Making the evening even more special was that Nesmith also received The Order of the Long Leaf Pine, one of the state’s most distinguished awards. Steve Keene, state director for regional field operations from the governor’s office, presented the award, which is given to people for service that is above and beyond the call of duty and has made a significant impact and strengthened North Carolina.
“The condition of your heart will affect your actions, and your actions will affect your heart, your passion and your compassion,” Keene said to Nesmith as he presented the award.
It was actually Nesmith’s second Long Leaf Pine award. “When you’re an old toast who’s been around for many, many years, there are not a lot of surprises,” Nesmith said.
Nesmith’s life passion has been protecting the beauty of Bird Island and its varied species of inhabitants and inspiring the community to take even greater initiative in its future. He grew up in Tabor City, just 30 miles outside of Sunset Beach, and says community pride and nostalgia were ingrained in him since he took his first steps. He first visited Sunset Beach in the early 1950s, and his family built a home there in 1958. He became a full-time resident in 1975.
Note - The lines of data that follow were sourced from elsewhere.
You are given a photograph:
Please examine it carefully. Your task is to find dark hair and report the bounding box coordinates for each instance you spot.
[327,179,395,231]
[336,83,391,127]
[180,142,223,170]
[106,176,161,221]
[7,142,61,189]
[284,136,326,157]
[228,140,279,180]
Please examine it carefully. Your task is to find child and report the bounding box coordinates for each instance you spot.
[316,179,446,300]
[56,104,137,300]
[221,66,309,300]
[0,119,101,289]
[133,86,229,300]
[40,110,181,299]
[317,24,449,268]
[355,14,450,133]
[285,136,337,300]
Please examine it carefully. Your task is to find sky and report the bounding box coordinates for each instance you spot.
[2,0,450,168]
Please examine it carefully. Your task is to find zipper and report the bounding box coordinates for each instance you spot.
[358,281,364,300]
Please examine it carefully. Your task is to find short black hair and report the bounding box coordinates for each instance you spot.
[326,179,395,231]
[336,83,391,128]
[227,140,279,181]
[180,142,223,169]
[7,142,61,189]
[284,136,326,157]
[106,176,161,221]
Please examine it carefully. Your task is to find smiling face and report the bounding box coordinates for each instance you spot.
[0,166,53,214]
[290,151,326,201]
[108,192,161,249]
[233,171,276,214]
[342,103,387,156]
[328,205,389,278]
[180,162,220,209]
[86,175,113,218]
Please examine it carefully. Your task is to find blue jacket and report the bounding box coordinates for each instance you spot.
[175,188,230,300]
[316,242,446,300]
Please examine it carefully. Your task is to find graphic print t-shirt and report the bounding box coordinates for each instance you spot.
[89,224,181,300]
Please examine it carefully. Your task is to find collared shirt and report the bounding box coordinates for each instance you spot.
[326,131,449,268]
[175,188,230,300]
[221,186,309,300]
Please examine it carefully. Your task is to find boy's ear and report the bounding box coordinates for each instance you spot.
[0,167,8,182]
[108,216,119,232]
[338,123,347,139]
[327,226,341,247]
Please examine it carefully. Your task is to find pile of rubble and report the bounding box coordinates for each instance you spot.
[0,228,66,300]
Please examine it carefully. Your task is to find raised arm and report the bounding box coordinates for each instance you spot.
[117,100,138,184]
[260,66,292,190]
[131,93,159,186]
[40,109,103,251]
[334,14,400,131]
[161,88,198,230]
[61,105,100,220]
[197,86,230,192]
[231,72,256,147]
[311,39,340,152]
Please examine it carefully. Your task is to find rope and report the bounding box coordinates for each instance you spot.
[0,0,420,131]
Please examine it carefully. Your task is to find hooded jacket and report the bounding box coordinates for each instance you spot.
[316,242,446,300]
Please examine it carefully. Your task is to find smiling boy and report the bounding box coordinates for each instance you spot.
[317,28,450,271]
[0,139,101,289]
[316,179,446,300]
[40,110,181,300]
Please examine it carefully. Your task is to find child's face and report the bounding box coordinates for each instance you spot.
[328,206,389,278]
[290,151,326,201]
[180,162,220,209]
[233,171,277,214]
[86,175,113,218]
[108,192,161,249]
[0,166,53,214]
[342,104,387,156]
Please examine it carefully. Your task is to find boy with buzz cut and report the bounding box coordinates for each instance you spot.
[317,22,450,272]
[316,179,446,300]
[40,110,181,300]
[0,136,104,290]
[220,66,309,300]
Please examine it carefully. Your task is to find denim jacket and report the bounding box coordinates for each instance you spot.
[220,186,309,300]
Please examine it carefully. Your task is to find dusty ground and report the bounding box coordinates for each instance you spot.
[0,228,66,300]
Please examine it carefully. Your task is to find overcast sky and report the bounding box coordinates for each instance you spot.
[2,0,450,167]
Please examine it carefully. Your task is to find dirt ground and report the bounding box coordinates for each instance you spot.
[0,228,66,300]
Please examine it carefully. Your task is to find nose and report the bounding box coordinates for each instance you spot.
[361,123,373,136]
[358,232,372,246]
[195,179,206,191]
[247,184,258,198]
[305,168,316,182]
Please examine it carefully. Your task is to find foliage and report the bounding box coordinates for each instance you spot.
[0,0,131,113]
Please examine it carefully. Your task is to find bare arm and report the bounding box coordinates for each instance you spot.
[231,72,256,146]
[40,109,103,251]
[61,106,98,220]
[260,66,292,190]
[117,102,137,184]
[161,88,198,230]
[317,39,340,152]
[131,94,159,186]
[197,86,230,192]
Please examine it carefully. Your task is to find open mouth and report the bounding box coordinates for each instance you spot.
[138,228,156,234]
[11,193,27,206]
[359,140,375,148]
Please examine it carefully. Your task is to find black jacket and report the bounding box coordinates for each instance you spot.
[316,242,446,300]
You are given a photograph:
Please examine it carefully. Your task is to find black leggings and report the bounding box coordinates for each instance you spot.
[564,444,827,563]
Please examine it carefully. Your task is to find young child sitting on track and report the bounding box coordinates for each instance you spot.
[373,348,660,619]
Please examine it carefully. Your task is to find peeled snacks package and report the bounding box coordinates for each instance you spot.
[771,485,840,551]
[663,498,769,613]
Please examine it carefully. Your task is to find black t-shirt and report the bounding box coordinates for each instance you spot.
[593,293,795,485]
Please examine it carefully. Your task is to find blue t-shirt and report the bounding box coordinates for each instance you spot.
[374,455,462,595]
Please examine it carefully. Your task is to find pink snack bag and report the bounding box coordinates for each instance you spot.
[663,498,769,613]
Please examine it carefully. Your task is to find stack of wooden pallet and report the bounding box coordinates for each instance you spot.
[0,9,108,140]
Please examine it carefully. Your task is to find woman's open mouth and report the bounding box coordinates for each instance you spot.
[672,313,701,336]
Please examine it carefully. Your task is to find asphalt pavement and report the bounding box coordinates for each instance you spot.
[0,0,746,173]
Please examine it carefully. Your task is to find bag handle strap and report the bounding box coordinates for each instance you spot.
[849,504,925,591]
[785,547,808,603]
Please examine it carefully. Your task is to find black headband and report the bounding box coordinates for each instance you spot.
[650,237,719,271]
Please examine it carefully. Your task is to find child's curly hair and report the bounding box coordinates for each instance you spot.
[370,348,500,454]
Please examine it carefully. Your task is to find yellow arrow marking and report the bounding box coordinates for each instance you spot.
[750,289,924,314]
The fight to preserve Bird Island from development was a tough job, but Nesmith never backed down, probably because he knew if he and the other activists didn’t take it on, it would open the door to future development and ruin the integrity of the island. Over a span of 10 years, Nesmith and the other founders of Bird Island Preservation Society, including Bill Ducker, Camilla Herlevich, Sue Weddle and Lauren Kolodij, put their time, energy, enthusiasm and hearts into the project. Their crusade ended in 2000 when the owners agreed to sell Bird Island to the state. In October of 2002, Bird Island was formally dedicated as the state’s 10th North Carolina Coastal Reserve & National Estuarine Research Reserve.
Bird Island Reserve attracts sightseers of all types for its native plant and animal watching. But it’s also famously the home of the Kindred Spirit Mailbox, founded more than 35 years ago by Claudia Sailor, a one-time girlfriend of Nesmith. Today, hundreds of visitors each summer walk to Bird Island, take a seat on the bench and write their thoughts, aspirations and confessions in the journals found in the mailbox. Nesmith, along with a few other people, still helps maintain the journals.
At age 90 Nesmith doesn’t walk to the mailbox as often as he’d like to these days, but he still makes the trek on his bike and keeps in touch with other Bird Island Stewards, volunteers who are an active presence on the island through the summer months. Together they work with residents and visitors to educate them on the history of the island and the different animal and plant species and to encourage adherence to the regulations. And, of course, they’re all ambassadors to the Kindred Spirit.
Ann Bokelman, one of the founding members of the Old Bridge Preservation Society, has known Nesmith for years and spoke on his behalf at the Sunset Visionary Dinner. “Frank is a remarkable man,” she said. “I’m honored to call him my friend. He’s a positive force in our community where there are many superheroes.”
Nesmith seemed truly humbled by the many guests who got up to tell their stories of endearment and thanks.
“One thing I appreciate more than anything else is the pleasant smiles I get when I’m on the strand on my tricycle,” he said. “Thank you all for being my neighbors and for making my life more pleasant than it would be without each and every one of you in it.”